So it's been nearly a year since I last streamed, at least according to YouTube. I used to stream all the time, but I just got so exhausted and I wasn't having much fun with them, so I quit, and I haven't had much reason to pick them back up because I'm either busy or we're having a group call, and that takes care of my "interacting in voice with the group" quota, really.
Jake linked a cheap chinese HDMI capture device he apparently successfully used to stream Xbox Minecraft a few months back, and at like $7 or so, I took the gamble. This wound up becoming a much larger project involving a component-to-HDMI adapter (that I already had) and an HDMI splitter (that I did not have) and a ten foot HDMI cable (that I will be picking up from work tomorrow or so), but this sorta looks feasible, if messy! I tested the adapter this evening, and it works and doesn't add any extra latency to the game, though on my TV, it cuts off the top of the screen, which means I need to play it partially blind. That's something I've experienced with other HDMI devices on this TV as well, so thankfully, it's nothing that you'll see on your end.
At the moment, I've got the Wii hooked up for GameCube and Animal Crossing purposes, though of course, between Wii, GameCube, and Virtual Console, there's a gigantic library of stuff I'd be able to play on stream.

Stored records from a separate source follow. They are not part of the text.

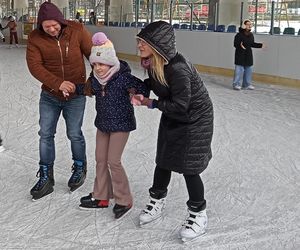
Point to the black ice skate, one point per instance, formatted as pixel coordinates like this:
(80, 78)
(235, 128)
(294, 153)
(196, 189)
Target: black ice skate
(120, 211)
(88, 202)
(78, 176)
(45, 184)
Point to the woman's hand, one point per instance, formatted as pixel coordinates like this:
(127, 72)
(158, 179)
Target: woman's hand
(136, 100)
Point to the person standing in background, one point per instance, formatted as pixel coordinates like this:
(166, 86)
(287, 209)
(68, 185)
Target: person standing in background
(13, 33)
(243, 43)
(1, 34)
(1, 145)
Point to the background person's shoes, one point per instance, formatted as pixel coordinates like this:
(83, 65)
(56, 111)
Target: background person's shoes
(45, 184)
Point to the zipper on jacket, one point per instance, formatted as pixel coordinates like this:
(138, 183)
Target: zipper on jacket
(61, 59)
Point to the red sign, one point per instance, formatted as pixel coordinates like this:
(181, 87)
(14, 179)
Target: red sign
(260, 9)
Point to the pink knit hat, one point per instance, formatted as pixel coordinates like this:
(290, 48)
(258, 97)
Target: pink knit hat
(103, 50)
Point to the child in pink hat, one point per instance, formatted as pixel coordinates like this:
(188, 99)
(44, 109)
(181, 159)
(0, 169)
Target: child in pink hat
(112, 84)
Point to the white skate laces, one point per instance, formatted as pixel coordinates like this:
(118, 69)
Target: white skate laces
(194, 225)
(152, 211)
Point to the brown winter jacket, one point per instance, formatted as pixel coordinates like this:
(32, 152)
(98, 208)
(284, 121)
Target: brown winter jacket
(52, 60)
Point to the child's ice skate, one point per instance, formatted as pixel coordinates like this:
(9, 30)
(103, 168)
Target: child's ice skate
(194, 226)
(153, 211)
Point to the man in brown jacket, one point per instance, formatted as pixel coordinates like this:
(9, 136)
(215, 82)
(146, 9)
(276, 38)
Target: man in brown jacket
(54, 56)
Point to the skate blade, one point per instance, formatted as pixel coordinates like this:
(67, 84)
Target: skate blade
(191, 240)
(124, 215)
(152, 223)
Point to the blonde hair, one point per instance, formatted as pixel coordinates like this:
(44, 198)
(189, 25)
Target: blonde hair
(157, 67)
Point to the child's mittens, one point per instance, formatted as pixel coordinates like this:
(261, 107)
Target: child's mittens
(136, 100)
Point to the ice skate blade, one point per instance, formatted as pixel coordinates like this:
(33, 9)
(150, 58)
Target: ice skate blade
(90, 208)
(191, 240)
(152, 223)
(124, 215)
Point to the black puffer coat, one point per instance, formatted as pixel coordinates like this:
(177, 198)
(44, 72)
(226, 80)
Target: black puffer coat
(186, 125)
(244, 57)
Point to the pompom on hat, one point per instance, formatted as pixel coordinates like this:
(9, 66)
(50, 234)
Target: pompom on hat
(103, 50)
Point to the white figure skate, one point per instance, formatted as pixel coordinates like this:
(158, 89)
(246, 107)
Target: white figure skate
(153, 211)
(194, 226)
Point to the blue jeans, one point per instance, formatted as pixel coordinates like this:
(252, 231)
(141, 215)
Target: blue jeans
(72, 111)
(246, 72)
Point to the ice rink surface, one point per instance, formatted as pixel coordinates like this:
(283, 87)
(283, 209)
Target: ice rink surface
(252, 184)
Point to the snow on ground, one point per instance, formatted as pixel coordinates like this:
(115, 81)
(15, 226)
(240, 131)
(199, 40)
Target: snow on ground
(252, 183)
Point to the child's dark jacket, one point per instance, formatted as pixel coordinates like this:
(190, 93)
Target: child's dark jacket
(115, 113)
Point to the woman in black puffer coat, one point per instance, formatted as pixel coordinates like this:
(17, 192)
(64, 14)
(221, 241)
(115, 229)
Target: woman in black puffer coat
(243, 58)
(186, 125)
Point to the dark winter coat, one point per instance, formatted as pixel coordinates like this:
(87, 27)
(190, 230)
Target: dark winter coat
(186, 124)
(244, 57)
(115, 113)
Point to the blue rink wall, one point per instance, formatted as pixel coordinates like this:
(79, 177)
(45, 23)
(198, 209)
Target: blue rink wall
(213, 52)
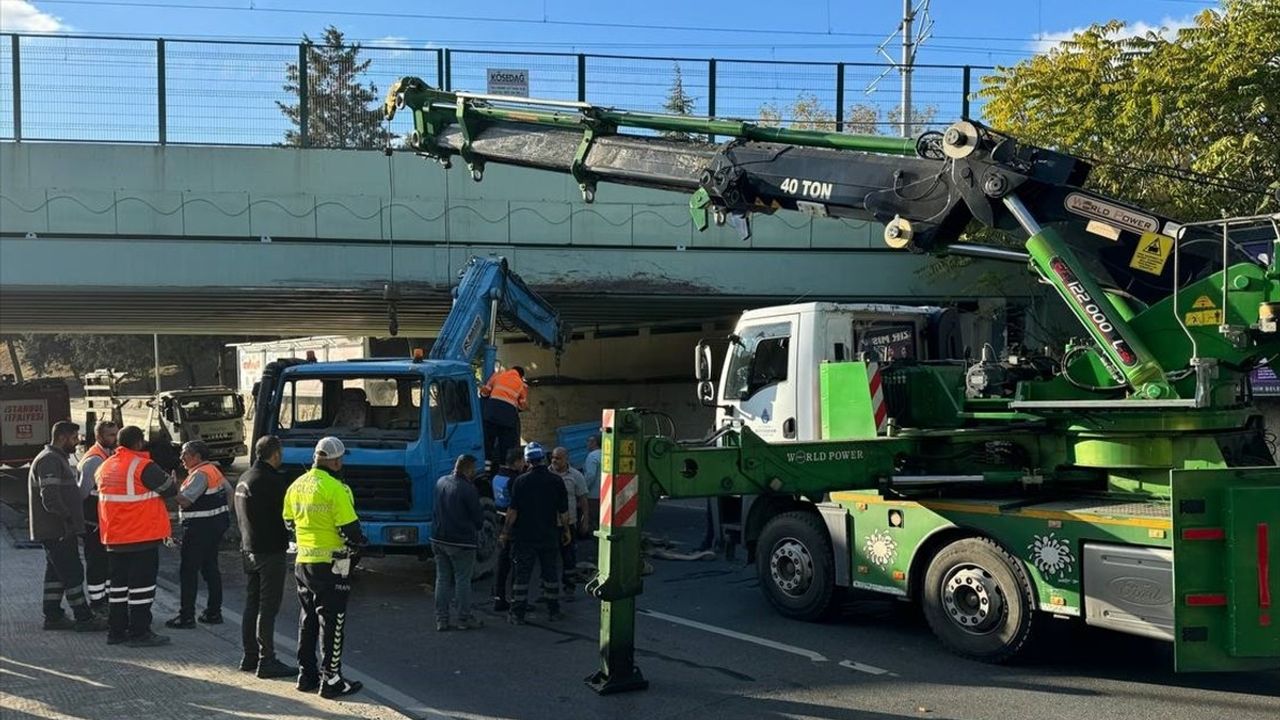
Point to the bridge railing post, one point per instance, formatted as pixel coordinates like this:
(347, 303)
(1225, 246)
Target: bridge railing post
(16, 62)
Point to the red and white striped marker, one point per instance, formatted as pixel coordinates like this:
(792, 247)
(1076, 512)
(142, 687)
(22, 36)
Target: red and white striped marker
(622, 492)
(877, 387)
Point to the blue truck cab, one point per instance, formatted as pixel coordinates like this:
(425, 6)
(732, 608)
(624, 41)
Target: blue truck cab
(406, 420)
(403, 423)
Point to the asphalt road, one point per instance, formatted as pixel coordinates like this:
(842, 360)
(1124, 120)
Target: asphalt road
(712, 647)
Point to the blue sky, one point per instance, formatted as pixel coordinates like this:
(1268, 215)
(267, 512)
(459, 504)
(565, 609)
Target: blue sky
(991, 32)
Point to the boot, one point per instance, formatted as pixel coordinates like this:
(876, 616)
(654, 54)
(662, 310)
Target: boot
(339, 687)
(91, 624)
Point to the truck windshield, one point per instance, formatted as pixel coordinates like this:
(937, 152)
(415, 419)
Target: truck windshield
(369, 406)
(758, 360)
(208, 408)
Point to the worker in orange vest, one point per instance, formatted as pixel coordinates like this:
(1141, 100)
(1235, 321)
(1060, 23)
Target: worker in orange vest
(506, 396)
(95, 555)
(133, 522)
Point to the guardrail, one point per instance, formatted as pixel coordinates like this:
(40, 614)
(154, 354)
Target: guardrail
(83, 87)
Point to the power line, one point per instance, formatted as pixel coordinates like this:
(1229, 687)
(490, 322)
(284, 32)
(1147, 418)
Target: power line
(159, 4)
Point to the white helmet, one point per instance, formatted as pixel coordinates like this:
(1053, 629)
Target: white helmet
(329, 449)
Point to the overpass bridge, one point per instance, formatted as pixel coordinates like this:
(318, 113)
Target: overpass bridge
(173, 238)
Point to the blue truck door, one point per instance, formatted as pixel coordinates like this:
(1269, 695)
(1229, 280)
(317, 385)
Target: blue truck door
(455, 423)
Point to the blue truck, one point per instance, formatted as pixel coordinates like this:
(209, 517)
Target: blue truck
(406, 419)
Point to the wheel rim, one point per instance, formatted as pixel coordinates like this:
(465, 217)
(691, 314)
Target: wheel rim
(791, 566)
(973, 600)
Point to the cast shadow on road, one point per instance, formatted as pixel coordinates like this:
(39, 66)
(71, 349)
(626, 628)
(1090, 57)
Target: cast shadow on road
(100, 686)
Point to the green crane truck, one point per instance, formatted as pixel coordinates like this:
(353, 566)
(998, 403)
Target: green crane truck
(1124, 478)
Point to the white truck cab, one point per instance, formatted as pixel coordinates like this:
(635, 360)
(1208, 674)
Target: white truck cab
(769, 378)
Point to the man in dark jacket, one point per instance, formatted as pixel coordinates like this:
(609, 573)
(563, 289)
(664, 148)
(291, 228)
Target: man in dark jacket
(56, 522)
(455, 538)
(502, 482)
(538, 523)
(264, 541)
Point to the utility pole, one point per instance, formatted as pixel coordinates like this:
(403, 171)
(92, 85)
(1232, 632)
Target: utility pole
(155, 347)
(905, 67)
(913, 36)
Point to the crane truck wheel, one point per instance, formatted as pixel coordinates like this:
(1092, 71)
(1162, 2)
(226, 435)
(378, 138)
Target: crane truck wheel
(979, 601)
(796, 566)
(487, 551)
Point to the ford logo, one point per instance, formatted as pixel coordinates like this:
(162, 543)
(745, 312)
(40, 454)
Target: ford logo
(1141, 591)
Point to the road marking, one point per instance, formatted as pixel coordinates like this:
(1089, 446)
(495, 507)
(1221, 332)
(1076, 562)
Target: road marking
(864, 668)
(54, 673)
(410, 707)
(764, 642)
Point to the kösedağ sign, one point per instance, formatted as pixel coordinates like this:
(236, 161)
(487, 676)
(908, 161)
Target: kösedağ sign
(507, 81)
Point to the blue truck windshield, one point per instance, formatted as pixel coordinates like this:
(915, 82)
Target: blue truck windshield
(355, 406)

And on real hardware! I'm used to just streaming emulators, but there's something special about being able to use a real controller on a real console while I'm streaming. The setup is gonna get incredibly messy, I already know that—but I'll figure out a way to be able to monitor chat while sitting comfortably in range of my game. Probably time to get Streamlabs going as well, and not just rely on my old OBS setup with the popout YouTube chat.